Yalda est une réflexion glaçante sur le pardon au sein d’une société perse cinégénique dans ses thématiques douloureuses, à la fois modernes et barbares.
Synopsis : Iran, de nos jours. Maryam, 22 ans, tue accidentellement son mari Nasser, 65 ans. Elle est condamnée à mort. La seule personne qui puisse la sauver est Mona, la fille de Nasser. Il suffirait que Mona accepte de pardonner Maryam en direct devant des millions de spectateurs, lors d’une émission de téléréalité. En Iran cette émission existe, elle a inspiré cette fiction.
Les traditions barbares
Critique : Yalda est une nouvelle illustration douloureuse de la femme meurtrie, sous le joug des traditions barbares. Le cinéma ne manque pas de jalons pour lister les cas de ces femmes outragées. Du turc Yol la permission, chef-d’œuvre palmé de Yilmaz Güney (1982), au tunisien Fatma de Khaled Ghorbal (2001), les décennies passent et les films peignent la couleur locale, dans la douleur et un cruel sentiment d’injustice.
Progrès certain, nous voilà en Iran, terre complexe de modernité et de traditions que d’aucuns qualifieraient d’inhumaines. Une séparation d’Ashgar Farhadi, Ours d’or à Berlin (2011), nous avait montré un état administratif où le divorce était quasiment une formalité au sein d’une nation religieuse que l’on aurait pu croire davantage repliée sur ses préceptes. Yalda, la nuit du pardon est lui aussi la photographie d’une nation moderne. Le second film de Massoud Bakhshi, essentiellement financé par des sociétés européennes, démontre pourtant les dérives d’une société où la pendaison attend l’épouse soumise pour avoir tué accidentellement son notable de mari.
Yalda, le jeu de la mort
Pour dénoncer des pratiques judiciaires pensées par le patriarcat, Yalda, du nom d’une fête locale qui marque l’entrée du peuple perse dans l’hiver, lors de la nuit la plus longue de l’année, le cinéaste utilise l’abjection des programmes de téléréalité, à la mode iranienne. La notion de destin et de pardon devient autant ironique que divine quand une émission de télévision fait de la peine de mort d’une condamnée l’objet d’un talk-show dont la décision de vie et de mort de la jugée coupable sera le dénouement du programme télévisé d’un intense suspense.
Le show met en scène les règlements de compte tempétueux, dramatiques, voyeuristes entre la fille du défunt et son amie bien plus jeune qu’elle accuse d’avoir trahie sa confiance en laissant son père agoniser.
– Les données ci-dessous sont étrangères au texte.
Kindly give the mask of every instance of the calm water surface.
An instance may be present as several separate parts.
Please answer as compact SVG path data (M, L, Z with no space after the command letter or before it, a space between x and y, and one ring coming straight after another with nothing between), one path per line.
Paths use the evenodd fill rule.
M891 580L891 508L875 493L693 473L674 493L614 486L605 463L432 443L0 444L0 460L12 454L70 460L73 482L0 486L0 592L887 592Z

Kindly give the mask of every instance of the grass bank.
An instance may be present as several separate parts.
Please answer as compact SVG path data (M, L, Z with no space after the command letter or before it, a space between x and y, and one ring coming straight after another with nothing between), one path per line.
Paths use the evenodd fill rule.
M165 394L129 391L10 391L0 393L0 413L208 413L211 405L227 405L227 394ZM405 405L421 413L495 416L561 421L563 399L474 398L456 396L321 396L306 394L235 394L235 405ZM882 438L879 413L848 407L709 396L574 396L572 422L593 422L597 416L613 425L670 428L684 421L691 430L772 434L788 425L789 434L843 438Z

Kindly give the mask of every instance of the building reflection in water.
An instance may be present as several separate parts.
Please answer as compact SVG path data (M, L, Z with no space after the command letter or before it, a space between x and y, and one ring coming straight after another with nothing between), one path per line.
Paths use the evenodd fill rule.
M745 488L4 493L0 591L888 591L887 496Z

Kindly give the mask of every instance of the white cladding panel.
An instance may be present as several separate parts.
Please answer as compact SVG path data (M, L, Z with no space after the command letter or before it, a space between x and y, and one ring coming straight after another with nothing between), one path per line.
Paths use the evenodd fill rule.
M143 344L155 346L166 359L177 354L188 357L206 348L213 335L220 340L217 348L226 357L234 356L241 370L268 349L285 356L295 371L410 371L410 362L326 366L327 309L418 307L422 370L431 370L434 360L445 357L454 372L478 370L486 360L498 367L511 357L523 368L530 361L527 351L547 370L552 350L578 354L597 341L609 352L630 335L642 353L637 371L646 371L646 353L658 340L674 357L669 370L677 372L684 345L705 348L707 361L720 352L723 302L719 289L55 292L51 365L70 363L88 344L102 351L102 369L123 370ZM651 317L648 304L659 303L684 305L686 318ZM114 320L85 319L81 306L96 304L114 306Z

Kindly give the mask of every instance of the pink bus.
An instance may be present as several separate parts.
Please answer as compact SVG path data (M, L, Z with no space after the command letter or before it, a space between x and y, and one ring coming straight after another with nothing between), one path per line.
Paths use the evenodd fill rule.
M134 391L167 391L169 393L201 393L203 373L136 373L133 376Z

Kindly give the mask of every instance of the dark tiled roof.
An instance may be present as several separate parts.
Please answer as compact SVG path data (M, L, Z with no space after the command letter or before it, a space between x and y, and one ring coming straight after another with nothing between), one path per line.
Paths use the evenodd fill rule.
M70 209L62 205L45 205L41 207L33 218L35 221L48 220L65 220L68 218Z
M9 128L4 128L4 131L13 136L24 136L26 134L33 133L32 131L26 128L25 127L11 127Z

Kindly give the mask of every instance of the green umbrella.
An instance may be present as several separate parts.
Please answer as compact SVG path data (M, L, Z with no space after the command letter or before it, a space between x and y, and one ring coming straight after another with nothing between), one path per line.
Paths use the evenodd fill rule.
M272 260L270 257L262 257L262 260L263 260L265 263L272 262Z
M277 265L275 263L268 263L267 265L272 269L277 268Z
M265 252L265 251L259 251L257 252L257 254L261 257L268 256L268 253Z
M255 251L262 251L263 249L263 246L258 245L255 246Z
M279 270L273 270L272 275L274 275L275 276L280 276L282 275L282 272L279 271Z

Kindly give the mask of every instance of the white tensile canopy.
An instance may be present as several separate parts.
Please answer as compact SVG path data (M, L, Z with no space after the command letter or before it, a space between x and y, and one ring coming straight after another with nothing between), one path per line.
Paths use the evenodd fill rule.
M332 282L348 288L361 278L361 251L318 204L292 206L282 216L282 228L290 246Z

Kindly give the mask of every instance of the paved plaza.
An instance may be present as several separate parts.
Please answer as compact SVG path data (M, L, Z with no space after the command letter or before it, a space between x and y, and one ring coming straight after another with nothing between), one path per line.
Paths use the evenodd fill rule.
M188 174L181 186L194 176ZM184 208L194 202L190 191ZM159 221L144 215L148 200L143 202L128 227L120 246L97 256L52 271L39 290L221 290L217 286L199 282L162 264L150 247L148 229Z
Accusations et coups bas se multiplient à l’écran et les fameux SMS des téléspectateurs sont là pour inciter cette femme influente à abandonner l’idée du talion. Ce droit de vie et de mort revêt tout un aspect social et métaphorique, puisque sa jeune “belle-mère” représente, au-delà du statut de femme victime de la manipulation masculine, une classe sociale inférieure qui ne peut dire non.
Un casting éblouissant
L’émission de télévision devient la scène d’un suspense palpitant et implacable. La confrontation par les mots, les larmes et les regards puissants, est surtout celle de deux actrices. L’une froide, au cœur rocailleux (la grande Behnaz Jafari du Tableau noir), l’autre, aux yeux embués, se situant habilement entre révolte, fatalisme, désespoir et contrition forcée pour obtenir un pardon qui ne veut pas venir… C’est Sadaf Asgari, jeune actrice quasi débutante, qui joue le rôle de l’héroïne ; elle, est éblouissante.
Yalda est une œuvre habile. Elle joue de ses décors modernes, froids et intransigeants, que la réalisation utilise pour mieux isoler les protagonistes dans leurs angoisses, celle de pardonner d’un côté, et de l’autre de ne pas réussir à convaincre pour être pardonnée. Le cinéaste Massoud Bakhshi a attendu presque huit ans pour pouvoir réaliser ce second long métrage après le refus de Téhéran de laisser Une famille respectable (2012) être présenté en Iran en raison de son portrait désabusé de la corruption autochtone. L’attente forcée a au moins un point positif : dans ce quasi huis clos aux allures de thriller judiciaire dévoyé, il s’est surpassé.
Sorti en France avec de solides critiques le 7 octobre 2020, Yalda la nuit du pardon a malheureusement été victime de la fermeture des salles françaises en raison du deuxième confinement. Le film d’art et essai avait pourtant convaincu autant de spectateurs en deuxième semaine qu’en première, fort d’un bouche-à-oreille enthousiaste.
Il est désormais disponible en DVD avec un documentaire passionnant sur l’histoire de Téhéran, il ne faudrait pas passer à côté de ce programme formidable.